Superposition of Electrostatic Potential due to Point Charges

This sequence of activities can directly follow the Representations of Two-Dimensional Scalar Fields sequence.


  • Recall the Electrostatic Potential due to a Point Charge (Estimated time: 5 minutes): This small whiteboard question asks students to write a formula for the electrostatic potential everywhere in space due to a point charge. Discussions which will likely arise include notation of the distance from the origin to the point charge, the constants in the equation, and the dimensions of the equation. The representation used by students is predictably algebraic in form, however, the discussion can include other representations of a one-dimensional electrostatic potential.
  • Lecture on Electrostatic Potential and Superposition of Charges (Estimated time: 20 minutes): This lecture introduces students to the electrostatic potential by discussing how to measure the potential, what the formulas generated from Recall the Electrostatic Potential due to a Point Charge mean, and the potential at the location of the point charge and infinity. Next, the principle of superposition is introduced by discussing superposing the electrostatic potential due to point charges.

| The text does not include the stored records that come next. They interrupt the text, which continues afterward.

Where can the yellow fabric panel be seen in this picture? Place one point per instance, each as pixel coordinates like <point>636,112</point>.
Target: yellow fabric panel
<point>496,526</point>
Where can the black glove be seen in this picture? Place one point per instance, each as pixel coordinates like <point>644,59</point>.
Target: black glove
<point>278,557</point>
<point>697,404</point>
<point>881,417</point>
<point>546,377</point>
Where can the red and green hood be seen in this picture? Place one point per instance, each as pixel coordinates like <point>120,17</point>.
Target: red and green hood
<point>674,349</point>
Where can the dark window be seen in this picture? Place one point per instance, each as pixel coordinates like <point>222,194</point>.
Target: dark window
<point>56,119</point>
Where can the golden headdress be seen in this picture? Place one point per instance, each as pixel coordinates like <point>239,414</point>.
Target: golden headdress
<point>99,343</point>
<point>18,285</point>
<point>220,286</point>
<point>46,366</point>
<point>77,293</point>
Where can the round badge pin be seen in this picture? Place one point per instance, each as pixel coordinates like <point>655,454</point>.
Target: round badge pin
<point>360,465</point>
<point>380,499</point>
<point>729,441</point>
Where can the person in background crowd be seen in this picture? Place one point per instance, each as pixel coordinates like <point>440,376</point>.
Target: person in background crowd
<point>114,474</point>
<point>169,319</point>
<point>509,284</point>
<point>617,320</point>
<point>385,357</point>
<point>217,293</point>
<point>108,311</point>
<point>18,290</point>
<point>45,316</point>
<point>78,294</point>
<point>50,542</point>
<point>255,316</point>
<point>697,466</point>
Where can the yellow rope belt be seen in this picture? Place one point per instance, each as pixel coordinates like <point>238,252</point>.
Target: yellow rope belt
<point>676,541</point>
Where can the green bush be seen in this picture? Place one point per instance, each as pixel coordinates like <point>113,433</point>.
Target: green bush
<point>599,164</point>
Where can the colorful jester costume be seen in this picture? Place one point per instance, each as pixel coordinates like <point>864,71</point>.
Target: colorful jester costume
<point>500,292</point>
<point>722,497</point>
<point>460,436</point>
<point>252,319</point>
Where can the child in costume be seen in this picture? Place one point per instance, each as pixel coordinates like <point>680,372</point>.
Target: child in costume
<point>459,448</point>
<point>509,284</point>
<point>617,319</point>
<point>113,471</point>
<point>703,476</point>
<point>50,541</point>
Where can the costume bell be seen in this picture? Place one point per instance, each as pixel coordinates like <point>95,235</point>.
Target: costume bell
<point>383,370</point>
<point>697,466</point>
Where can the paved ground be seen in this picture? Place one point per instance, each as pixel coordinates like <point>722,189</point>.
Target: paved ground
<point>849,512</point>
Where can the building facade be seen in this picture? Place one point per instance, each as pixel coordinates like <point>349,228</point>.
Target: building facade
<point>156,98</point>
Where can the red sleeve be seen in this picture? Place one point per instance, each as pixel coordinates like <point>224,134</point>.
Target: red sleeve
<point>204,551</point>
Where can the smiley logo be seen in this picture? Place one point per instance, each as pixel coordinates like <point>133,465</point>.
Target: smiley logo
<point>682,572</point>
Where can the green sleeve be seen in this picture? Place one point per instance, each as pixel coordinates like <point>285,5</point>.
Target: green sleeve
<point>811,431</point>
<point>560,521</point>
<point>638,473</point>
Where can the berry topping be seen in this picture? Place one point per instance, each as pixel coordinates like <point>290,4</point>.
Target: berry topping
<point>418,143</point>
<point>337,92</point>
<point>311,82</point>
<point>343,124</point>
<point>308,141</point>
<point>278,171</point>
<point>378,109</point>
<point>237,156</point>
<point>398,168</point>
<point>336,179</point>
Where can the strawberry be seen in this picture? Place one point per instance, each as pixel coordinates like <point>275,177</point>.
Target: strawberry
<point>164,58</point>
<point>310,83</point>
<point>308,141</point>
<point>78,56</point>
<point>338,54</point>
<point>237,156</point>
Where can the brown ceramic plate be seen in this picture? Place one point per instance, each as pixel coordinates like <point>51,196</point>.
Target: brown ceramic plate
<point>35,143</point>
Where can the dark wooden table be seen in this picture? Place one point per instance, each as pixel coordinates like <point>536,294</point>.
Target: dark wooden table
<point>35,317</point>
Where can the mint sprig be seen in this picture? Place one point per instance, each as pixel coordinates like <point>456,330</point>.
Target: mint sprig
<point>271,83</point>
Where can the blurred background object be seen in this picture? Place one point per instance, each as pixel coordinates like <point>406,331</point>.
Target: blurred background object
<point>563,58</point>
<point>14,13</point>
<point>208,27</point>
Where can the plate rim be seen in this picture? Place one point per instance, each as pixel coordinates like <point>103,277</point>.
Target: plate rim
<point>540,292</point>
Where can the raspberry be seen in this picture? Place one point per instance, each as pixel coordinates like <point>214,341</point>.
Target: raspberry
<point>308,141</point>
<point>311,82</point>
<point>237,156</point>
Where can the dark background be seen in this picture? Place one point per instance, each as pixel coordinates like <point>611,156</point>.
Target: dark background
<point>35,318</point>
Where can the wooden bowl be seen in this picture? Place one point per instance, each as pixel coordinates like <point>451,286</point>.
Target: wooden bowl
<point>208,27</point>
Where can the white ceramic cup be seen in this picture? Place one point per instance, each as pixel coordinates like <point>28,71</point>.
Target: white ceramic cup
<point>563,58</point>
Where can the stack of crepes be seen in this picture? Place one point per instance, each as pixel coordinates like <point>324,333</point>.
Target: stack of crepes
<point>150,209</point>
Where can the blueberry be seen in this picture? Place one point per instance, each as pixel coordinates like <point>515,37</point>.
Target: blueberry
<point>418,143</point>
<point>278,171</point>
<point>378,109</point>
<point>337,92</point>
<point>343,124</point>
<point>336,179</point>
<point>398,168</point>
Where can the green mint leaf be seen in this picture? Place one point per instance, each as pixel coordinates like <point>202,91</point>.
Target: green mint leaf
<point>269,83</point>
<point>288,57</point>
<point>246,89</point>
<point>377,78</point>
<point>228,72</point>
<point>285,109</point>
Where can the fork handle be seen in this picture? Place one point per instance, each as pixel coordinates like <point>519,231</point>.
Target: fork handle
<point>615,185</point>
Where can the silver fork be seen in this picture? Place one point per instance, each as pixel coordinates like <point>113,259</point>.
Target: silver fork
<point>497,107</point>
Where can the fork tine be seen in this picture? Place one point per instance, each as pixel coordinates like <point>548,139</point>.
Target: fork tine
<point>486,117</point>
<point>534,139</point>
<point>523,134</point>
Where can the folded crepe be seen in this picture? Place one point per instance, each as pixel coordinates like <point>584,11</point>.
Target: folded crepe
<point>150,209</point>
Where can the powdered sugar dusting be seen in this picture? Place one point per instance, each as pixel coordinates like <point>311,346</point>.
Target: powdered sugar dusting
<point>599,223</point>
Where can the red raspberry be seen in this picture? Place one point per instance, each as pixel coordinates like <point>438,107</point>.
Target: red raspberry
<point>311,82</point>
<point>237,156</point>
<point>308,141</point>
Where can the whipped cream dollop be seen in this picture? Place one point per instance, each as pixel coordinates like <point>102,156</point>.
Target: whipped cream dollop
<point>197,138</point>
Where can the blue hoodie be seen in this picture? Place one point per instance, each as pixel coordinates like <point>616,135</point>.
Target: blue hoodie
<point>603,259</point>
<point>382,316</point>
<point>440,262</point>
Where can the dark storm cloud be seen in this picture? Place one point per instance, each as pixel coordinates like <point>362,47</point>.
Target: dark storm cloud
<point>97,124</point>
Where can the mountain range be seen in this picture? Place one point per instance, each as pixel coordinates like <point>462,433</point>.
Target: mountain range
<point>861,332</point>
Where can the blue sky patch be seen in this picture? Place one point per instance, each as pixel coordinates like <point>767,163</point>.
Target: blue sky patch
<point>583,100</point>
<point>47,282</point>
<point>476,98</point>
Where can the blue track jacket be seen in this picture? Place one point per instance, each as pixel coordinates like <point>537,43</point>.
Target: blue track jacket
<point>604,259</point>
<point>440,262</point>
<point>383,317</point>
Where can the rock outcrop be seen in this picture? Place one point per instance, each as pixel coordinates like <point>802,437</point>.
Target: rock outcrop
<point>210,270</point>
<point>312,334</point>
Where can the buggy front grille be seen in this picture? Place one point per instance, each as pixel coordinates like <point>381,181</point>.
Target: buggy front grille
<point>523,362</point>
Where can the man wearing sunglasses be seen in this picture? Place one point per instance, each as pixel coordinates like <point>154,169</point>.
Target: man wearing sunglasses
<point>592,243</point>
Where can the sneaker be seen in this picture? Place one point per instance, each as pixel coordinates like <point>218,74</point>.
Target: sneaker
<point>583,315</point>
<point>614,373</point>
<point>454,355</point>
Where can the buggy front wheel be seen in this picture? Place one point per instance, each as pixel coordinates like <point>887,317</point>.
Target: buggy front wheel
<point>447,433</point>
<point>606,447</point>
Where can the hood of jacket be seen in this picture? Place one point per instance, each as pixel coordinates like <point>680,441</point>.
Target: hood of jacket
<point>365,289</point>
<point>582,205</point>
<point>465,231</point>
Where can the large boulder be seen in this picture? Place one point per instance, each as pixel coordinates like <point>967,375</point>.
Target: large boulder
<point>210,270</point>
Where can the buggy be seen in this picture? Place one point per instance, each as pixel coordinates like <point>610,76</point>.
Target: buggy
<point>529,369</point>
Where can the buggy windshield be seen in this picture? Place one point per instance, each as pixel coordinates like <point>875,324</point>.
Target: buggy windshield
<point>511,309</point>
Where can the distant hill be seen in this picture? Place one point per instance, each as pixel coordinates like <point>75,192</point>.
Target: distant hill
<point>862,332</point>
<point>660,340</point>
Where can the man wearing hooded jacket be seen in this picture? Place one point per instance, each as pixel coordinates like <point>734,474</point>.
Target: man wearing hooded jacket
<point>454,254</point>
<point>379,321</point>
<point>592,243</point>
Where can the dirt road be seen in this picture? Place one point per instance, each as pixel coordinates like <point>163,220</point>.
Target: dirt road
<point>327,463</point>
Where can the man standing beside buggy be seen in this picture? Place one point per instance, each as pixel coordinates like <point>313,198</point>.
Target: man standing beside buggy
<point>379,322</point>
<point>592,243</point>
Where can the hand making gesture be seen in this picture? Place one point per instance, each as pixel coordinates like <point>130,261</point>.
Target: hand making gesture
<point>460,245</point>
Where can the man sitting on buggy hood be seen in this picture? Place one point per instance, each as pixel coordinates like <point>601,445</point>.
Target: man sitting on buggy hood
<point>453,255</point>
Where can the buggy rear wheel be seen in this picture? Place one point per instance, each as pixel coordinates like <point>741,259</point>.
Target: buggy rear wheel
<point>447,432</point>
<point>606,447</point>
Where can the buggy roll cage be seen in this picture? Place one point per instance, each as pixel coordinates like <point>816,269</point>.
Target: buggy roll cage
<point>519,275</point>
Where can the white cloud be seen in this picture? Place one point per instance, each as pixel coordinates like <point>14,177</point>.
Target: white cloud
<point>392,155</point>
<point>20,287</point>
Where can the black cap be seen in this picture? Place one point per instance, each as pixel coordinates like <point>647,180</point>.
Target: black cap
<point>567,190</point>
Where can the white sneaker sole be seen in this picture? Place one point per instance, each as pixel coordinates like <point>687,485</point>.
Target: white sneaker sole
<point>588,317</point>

  • Drawing Equipotential Surfaces (Estimated time: 45 minutes): This small group activity encourages students to work in the plane of four point charges arranged in a square to find level curves of equipotential. Students construct a contour plot of the electrostatic potential in the plane of the four charges and explore the constructed scalar field close to the charges, far from the charges, and at important points in the field. Most students are familiar with the elementary equation of the electrostatic potential but few reconcile the equation with the geometry of a scalar field. This small group activity forces students to explicitly work out the geometry of the potential of a quadrupole, allowing them to realize what's “scalar” about the electrostatic potential.
  • Visualizing Electrostatic Potentials (Estimated time: 20 minutes): Students begin by brainstorming ways in which to represent three-dimensional scalar fields in two-dimensions and then use a Mathematica notebook to explore various representations for a distribution of point charges. This activity allows students to check their solutions to Drawing Equipotential Surfaces as well as explore other representations. Students recognize that the electrostatic potential is a function of three spatial variables which requires an alternative way to represent the potential such as the use of color and plotting equipotential surfaces. This activity can be used exclusively with the quadrupole to extend Drawing Equipotential Surfaces by drawing on more representations of the configuration of point charges without taking up much more class time.